Of course, that’s easier said than done. Training an infosec person from the ground up requires a substantial investment of time and money. It is also very likely that that person will ultimately leave for a new job when they become senior. So, to leaders it can seem pointless to make the investment. This is clearly short-sighted because multiple companies building up more people as a whole means a wider candidate pool across the industry. There are still too few companies who see the big picture. Smaller and less-resourced organizations may simply not be able to do it at all.

Here’s the unfortunate truth – let’s look at malware reversing as an unscientific example. When I search LinkedIn for GREMs in Chicagoland, I get about 50 results. I am one of them, and I know about 20 personally. Of the profiles I can view, 4 present as women, including me. If you’re hoping to locally hire say, a woman as a malware analyst, and you’re demanding a GREM as part of the job requirement, your talent pool is about 4 people. I don’t even do that work as my full time job. You’ve made a really gatekeepy job requirement, and dropped it into an already small senior talent pool.

Conversely, though, there are lots of great junior minority candidates who would love to learn reversing. Maybe they just haven’t had the opportunity to take a couple courses on it and get a certification. Maybe they can’t afford a license for software or tools. This stuff corporations take for granted is often prohibitively expensive for individuals. You could help grow the cybersecurity talent pool by making students into SOC analysts, SOC analysts into malware analysts. It benefits everybody, both in skills and economically.

So, to recap, my advice is two-fold. Firstly, consider if you’re artificially gatekeeping in your job postings and eliminating good candidates. Secondly, consider that the pool of senior talent; particularly senior diverse talent – is relatively tiny (and maybe a bit inbred on ourselves, if I take an unhappy peek at my own research groups!). If we really want to get to the root of the problem of diversity in tech, we have to bite the bullet and start actually investing in junior diverse talent. Not just playing lip service, not just “mentoring’, but putting money where your mouth is and enabling people to climb the career ladder.

Good luck,

Lesley

2 thoughts on “Ask Lesley: “I want to hire more diverse senior people”

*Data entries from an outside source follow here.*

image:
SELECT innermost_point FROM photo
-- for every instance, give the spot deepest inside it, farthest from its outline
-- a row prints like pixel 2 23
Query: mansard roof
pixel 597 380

  1. I can attest to this approach. Due to my disability I was bypassed for many entry-level roles which set me years behind my peers career-wise. I studied what I could and took trainings I could afford then found myself suddenly “overqualified”. Also be aware that many disadvantaged may find themselves stuck in the “welfare cliff” situation and be looking for part-time work. At least I ntil they’re able to earn enough to make up for losing health benefits. It was the support of the local hacker meetups that got me in with a recommendation. So trust your employees when they strongly advocate for someone non-traditional and don’t let HR trip over them.